In summary, the method of stepwise increasing current density was used, and the results showed that saccharin sodium can significantly reduce the internal stress of iron-nickel magnetic films. The mechanism of the saccharin sodium was explored by a series of investigations. Firstly, the electrochemical workstation was used to measure the polarization curves of Fe²⁺, Ni²⁺, and the co-deposition process. The results showed that increases in the pH value (within a certain range) inhibited the deposition process of Fe²⁺ and Ni²⁺. The system was relatively stable when the pH value was 2, with a smaller number of surface bubbles indicating that the hydrogen evolution was relatively small. Secondly, the temperature had a greater impact on the iron-nickel co-deposition process. The experiments showed that the increase of temperature promoted the co-deposition process because the diffusion speed of the Fe²⁺ and Ni²⁺ are increased. Thirdly, the curling angle θ of the iron-nickel magnetic film was set to represent the magnitude of the internal stress. The measurement results showed that the curling angle θ was reduced by 40° when the concentration of the saccharin sodium was 2 g/L (compared with no addition of saccharin sodium).
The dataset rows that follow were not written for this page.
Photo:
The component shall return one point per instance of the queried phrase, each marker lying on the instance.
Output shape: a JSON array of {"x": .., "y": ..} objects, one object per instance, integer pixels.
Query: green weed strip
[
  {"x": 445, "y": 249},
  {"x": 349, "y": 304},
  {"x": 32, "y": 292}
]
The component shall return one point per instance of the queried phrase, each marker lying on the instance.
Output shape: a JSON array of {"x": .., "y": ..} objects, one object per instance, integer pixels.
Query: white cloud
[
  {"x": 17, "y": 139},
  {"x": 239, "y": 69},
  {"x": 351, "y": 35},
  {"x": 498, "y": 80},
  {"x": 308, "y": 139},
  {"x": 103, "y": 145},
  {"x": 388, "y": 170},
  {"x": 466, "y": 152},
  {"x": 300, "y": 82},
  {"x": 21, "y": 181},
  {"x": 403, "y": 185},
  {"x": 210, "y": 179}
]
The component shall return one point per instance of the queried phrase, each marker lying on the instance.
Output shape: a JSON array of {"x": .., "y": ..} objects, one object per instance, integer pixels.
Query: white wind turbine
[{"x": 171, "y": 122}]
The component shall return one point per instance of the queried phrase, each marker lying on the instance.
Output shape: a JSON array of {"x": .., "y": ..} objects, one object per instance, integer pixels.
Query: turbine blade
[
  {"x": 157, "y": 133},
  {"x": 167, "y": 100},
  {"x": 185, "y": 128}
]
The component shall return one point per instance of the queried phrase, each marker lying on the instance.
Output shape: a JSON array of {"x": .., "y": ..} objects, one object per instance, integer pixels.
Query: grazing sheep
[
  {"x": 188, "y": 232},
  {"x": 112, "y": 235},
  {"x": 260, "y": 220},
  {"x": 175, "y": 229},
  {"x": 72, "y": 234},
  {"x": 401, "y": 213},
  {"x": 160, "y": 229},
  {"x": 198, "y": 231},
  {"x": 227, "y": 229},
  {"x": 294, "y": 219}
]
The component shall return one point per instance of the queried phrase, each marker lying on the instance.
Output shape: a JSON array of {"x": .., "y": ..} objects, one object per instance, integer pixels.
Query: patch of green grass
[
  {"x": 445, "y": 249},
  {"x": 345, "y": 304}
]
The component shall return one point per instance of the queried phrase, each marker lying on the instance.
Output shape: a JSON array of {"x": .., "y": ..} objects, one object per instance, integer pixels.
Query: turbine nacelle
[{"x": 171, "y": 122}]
The results mean that sodium saccharin can significantly reduce the internal stress of Fe-Ni magnetic film, which in turn reduces the brittleness and expands the application of iron-nickel magnetic film. Finally, we explored the mechanism of the saccharin sodium. This research will help to promote the development of new stress-reducing agents and apply saccharin sodium in a wider range to deal with the manufacturing problems posed by soft magnetic materials.